Tetanus is a serious bacterial infection caused by Clostridium tetani, a type of bacteria that is found in soil, dust, and animal feces. It is also known as lockjaw due to the common symptom of muscle spasms in the jaw. Tetanus can be fatal if left untreated, but it is preventable with a vaccine.
Tetanus is spread through contact with bacteria, usually through a wound or cut in the skin. The bacteria can enter the body through a break in the skin, such as a puncture wound, cut, or scrape. It can also enter through a burn or an animal bite. The bacteria then produce a toxin that affects the nervous system, leading to muscle spasms and other symptoms.
The most common symptom of tetanus is muscle spasms in the jaw, making it difficult to open the mouth. Other symptoms include stiffness in the neck and abdomen, difficulty swallowing, fever, sweating, and rapid heart rate. In severe cases, the muscle spasms can become so severe that they can cause fractures and even death.

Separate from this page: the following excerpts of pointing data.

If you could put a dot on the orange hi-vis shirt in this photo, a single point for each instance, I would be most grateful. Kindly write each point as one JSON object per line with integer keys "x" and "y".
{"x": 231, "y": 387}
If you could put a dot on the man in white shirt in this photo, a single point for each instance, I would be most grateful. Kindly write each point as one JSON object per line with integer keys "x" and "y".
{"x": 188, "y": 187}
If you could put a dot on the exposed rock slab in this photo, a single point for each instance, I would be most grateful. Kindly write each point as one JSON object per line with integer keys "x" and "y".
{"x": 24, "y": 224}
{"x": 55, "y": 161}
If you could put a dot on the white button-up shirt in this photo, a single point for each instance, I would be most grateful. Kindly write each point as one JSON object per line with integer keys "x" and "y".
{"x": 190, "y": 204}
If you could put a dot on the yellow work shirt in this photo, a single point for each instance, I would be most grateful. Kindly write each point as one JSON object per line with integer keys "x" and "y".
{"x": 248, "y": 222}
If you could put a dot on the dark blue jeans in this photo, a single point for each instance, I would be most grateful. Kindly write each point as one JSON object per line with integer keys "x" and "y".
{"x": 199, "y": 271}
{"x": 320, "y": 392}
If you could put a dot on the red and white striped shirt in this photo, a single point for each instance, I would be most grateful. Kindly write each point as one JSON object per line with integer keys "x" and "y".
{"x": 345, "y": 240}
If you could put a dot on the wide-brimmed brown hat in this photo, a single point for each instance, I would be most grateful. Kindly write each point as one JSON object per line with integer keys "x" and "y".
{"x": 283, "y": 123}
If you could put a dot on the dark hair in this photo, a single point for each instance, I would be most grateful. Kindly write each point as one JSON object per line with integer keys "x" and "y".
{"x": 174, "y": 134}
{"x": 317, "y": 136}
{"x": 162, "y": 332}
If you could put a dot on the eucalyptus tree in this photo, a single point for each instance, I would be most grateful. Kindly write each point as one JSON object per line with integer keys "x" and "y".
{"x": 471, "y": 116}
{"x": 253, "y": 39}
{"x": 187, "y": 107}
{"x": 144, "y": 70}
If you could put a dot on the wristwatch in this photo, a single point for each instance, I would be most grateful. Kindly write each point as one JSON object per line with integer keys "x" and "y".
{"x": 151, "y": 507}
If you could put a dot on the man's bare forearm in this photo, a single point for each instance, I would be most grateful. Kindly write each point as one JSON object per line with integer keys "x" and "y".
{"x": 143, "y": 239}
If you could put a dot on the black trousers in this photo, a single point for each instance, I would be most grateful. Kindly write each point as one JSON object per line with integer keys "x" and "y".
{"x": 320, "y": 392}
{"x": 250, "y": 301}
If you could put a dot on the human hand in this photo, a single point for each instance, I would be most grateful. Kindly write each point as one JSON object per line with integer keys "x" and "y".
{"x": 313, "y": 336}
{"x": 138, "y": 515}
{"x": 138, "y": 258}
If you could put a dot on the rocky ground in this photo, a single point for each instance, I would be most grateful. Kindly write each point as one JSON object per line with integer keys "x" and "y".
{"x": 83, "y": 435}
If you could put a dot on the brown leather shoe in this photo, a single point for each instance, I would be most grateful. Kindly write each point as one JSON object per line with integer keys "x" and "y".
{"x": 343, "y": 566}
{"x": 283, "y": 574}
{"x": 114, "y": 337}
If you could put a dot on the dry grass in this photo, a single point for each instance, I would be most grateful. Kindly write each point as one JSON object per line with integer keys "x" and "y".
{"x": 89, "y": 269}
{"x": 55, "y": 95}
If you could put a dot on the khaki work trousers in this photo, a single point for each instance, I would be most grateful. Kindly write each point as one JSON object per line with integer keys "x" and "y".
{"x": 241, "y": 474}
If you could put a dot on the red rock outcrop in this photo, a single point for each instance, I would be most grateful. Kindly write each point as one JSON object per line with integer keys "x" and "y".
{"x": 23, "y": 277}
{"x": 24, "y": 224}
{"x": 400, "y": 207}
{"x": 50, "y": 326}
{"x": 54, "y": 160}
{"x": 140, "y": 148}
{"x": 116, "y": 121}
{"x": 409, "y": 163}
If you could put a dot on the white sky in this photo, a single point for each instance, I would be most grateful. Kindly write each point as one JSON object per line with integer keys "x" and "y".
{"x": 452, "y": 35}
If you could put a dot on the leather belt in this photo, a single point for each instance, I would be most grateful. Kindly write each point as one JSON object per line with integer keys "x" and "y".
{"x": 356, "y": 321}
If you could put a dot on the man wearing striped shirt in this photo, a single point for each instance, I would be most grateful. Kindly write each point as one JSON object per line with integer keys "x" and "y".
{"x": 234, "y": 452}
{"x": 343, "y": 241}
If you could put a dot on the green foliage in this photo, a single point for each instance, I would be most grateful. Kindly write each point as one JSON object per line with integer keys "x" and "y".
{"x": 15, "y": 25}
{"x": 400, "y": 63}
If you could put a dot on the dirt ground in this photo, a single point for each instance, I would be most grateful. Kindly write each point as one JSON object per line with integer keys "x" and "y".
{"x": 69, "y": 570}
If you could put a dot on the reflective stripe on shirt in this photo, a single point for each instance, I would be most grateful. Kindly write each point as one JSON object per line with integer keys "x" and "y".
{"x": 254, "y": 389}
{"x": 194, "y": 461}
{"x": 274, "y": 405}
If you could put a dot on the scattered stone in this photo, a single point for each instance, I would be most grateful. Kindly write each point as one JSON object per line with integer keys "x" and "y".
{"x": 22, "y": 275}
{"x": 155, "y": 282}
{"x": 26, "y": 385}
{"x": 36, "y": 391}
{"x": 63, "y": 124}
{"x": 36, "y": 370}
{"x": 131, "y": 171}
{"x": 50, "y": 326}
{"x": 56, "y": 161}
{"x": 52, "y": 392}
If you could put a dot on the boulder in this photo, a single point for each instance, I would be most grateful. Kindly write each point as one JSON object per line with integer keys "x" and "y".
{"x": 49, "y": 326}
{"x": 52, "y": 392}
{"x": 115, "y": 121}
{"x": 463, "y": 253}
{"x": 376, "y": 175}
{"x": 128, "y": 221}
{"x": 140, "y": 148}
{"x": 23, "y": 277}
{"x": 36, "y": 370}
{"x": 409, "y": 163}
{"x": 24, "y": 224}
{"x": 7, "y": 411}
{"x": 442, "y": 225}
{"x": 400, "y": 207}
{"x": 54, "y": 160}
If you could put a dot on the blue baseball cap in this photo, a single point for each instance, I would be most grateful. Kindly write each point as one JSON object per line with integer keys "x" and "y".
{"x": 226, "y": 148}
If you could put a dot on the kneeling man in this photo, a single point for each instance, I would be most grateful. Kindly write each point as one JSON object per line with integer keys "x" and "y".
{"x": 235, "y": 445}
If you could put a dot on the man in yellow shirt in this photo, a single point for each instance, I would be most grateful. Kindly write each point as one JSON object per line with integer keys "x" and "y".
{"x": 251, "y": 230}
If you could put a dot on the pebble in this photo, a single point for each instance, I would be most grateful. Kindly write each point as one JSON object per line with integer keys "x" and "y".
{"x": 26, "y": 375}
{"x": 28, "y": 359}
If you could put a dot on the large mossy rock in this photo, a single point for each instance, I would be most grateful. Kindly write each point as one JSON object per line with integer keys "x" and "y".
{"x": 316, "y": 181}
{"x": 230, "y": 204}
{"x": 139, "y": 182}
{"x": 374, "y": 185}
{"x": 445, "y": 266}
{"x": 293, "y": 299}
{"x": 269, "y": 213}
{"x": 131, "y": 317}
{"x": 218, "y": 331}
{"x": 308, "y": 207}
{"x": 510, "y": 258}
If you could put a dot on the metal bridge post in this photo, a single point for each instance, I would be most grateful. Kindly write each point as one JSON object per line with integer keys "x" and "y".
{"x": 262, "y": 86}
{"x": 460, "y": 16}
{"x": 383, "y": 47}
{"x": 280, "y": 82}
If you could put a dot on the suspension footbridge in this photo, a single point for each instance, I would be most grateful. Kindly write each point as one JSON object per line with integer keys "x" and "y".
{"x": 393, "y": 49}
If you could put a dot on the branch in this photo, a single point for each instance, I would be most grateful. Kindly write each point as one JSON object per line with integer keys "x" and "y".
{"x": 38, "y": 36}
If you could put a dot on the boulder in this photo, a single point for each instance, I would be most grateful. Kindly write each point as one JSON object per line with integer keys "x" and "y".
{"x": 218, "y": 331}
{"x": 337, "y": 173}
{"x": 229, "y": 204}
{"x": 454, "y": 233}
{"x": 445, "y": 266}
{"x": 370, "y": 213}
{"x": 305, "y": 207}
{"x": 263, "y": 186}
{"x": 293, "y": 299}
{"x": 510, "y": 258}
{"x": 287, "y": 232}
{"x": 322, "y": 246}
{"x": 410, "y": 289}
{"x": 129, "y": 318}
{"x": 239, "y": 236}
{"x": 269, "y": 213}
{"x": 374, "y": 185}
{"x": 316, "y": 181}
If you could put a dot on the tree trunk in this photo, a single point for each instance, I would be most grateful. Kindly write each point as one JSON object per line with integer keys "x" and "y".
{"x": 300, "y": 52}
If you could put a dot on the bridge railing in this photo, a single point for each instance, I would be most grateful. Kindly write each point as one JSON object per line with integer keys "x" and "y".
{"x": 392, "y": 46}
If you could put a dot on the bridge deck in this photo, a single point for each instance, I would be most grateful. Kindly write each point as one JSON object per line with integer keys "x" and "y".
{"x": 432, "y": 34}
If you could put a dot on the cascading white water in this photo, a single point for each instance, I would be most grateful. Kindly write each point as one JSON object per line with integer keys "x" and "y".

Tetanus can be prevented with a vaccine. The tetanus vaccine is usually given as part of the diphtheria-tetanus-pertussis (DTaP) vaccine, which is recommended for all children. Adults should also get a booster shot every ten years.
If you think you may have tetanus, seek medical attention immediately. Treatment typically involves antibiotics to kill the bacteria and a tetanus toxoid vaccine to prevent further infection. In severe cases, supportive care, such as breathing support and muscle relaxants, may be needed.